# Any mobile phone holder



## greekokiril (20 Jul 2009)

Is there anyone with mobile phone holder on his bike, any recomendations?
I found this 
http://www.amazon.co.uk/FoneM8-Bicycle-Mobile-Gripmatic-Universal/dp/B000VKEATQ
but it looks too big


----------



## Bristol Dave (20 Jul 2009)

I'd be tempted to go for the armband holder worn by joggers than a cycle mounted one. I have enough trouble with bike mounted equipment shaking lose to risk this happening with my phone.
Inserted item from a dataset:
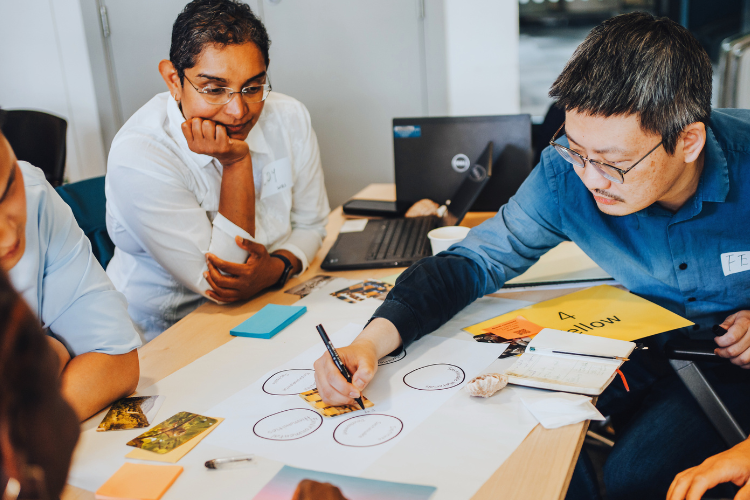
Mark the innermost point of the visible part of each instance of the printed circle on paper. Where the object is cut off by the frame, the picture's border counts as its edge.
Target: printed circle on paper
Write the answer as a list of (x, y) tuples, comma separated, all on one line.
[(435, 377), (367, 430), (387, 360), (288, 425), (290, 382)]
http://www.amazon.co.uk/Neoprene-Jo...2?ie=UTF8&s=electronics&qid=1248084686&sr=1-2

BD


----------



## wafflycat (20 Jul 2009)

I have one of these - very useful.

http://www.topeak.com/products/Bags/TriBag_raincover


----------



## Cockney Scot (20 Jul 2009)

I have a KRUSELL phone holder holder, have used it a few times, no problems with phone working loose, BUT the big problem is I keep forgetting the phone is on the handle bars and have left it on a few occasions. For that reason I dont use it much as one time I will forget it and return to the bike to find it gone.


----------



## joshua.agger (21 Jul 2009)

try Krussel I'm also using it


----------



## joshua.agger (21 Jul 2009)

Krusell, they have nice products


----------



## greekokiril (21 Jul 2009)

Thanks guys for the replays, these products are new for me, and they are all great, i will try to find boxit and topeak in some of the local stores here. But i wanted something that i can put my phone on it and to be in front of me on the handle so i can look at him.
Many thanks again


----------



## Cockney Scot (21 Jul 2009)

In that case the Kurrsell does just that.


----------



## Mr Pig (22 Jul 2009)

I put my phone in a poly bag and put it either in my pocket, backpack or the seat bag on my bike. My mate and I did a very wet 50mile ride a couple of years ago, his phone was in his pocket with no bag, and you want to have seen the sate of it! Another mate used to use an MP2 player in his pocket whilst riding and his sweat destroyed it. It stopped working and when he opened it up the insides were all corroded.


----------



## georgetr (23 Jul 2009)

wafflycat said:


> I have one of these - very useful.
> 
> http://www.topeak.com/products/Bags/TriBag_raincover



I have topeak, but it is simple model just for keeping phones close to me. Now I start to use HTC G1, and I use one modified in car holder......but it is end of its life so....sugestions


----------



## georgetr (23 Jul 2009)

greekokiril said:


> Thanks guys for the replays, these products are new for me, and they are all great, i will try to find boxit and topeak in some of the local stores here. But i wanted something that i can put my phone on it and to be in front of me on the handle so i can look at him.
> Many thanks again



You are right, it should be in front of you, it is very stimulative when you see your results.....If are poor you push....if are good you push more .

I'm using Sportypal on HTC G1....sometimes when I'm lost in new area I'm using it for navigation but most of the time I'm using it as a personal trainer/ results loger


----------



## Jonathan M (3 Aug 2009)

Otter boxes are pretty good but also a bit expensive.


----------